For instance, imagine we arranged the tuition of the schools on a 1D line, just so we can see the spread. The default behavior for a plot might be to use the $x$-values to reflect cost, and assign all points with a common $y$-value, as shown below.
Though it is a bit easier to see the clustering around values than it was for the bar charts, it is hard to see all the points. If, however, we add in random displacement along the $y$-axis, we attain the plot below.
In this “jitter plot,” we are deliberately adding random, meaningless displacement (a.k.a. “jitter”) to make all the points visible. The random values along the $y$-axis has no meaning, but does serve our communication of meaning, by allowing all the data to be seen.
This isn’t the same as the default random order we started with. That was accidental meaninglessness. This is intentional meaninglessness, used as a tool to reveal a clearer pattern.
The take home message here is the same as above: do not accept the default ordering, but apply ordering to communicate meaning.
Concluding thoughts #
Order is not a passive choice; it is your most powerful tool for telling a story.

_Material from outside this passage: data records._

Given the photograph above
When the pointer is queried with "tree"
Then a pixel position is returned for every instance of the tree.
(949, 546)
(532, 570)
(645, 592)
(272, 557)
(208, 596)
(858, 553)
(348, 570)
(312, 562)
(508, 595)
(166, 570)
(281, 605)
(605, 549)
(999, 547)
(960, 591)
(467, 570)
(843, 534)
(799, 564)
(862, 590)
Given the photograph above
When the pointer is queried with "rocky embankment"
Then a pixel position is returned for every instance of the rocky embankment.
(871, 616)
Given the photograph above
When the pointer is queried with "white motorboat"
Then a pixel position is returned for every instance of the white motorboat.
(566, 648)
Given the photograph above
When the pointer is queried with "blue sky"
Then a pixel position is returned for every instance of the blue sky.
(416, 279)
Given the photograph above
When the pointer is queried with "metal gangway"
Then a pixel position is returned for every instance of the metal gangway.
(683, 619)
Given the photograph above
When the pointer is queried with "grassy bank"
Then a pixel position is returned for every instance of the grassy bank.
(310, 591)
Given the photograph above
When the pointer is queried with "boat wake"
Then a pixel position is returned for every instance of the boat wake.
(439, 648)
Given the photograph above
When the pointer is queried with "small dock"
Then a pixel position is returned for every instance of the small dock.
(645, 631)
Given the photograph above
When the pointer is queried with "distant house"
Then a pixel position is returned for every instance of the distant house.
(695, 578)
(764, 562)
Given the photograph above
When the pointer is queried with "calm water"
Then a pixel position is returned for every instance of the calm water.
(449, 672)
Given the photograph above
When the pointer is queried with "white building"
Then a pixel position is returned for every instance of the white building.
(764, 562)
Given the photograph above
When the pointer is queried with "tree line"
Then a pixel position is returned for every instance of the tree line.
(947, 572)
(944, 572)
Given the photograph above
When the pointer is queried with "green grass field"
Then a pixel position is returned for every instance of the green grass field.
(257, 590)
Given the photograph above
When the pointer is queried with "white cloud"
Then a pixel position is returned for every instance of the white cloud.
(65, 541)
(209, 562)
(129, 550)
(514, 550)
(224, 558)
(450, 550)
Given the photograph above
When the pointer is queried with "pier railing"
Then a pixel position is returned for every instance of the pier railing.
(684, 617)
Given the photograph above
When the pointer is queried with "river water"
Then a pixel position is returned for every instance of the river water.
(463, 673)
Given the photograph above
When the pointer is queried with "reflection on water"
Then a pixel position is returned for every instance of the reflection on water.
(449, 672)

The default order of your data is rarely the best one. By choosing an intentional order—whether by magnitude to build a clear hierarchy, alphabetically to aid lookup, or even intentionally random to reveal a pattern—you are guiding your viewer and making your message clear.
Always ask: “What story am I trying to tell?” and “Which of the ‘hat racks’ tells that story best?”
$^\dagger$ This is also sometimes called LATCH: Location, Alphabet, Time, Category, Hierarchy/Magnitude.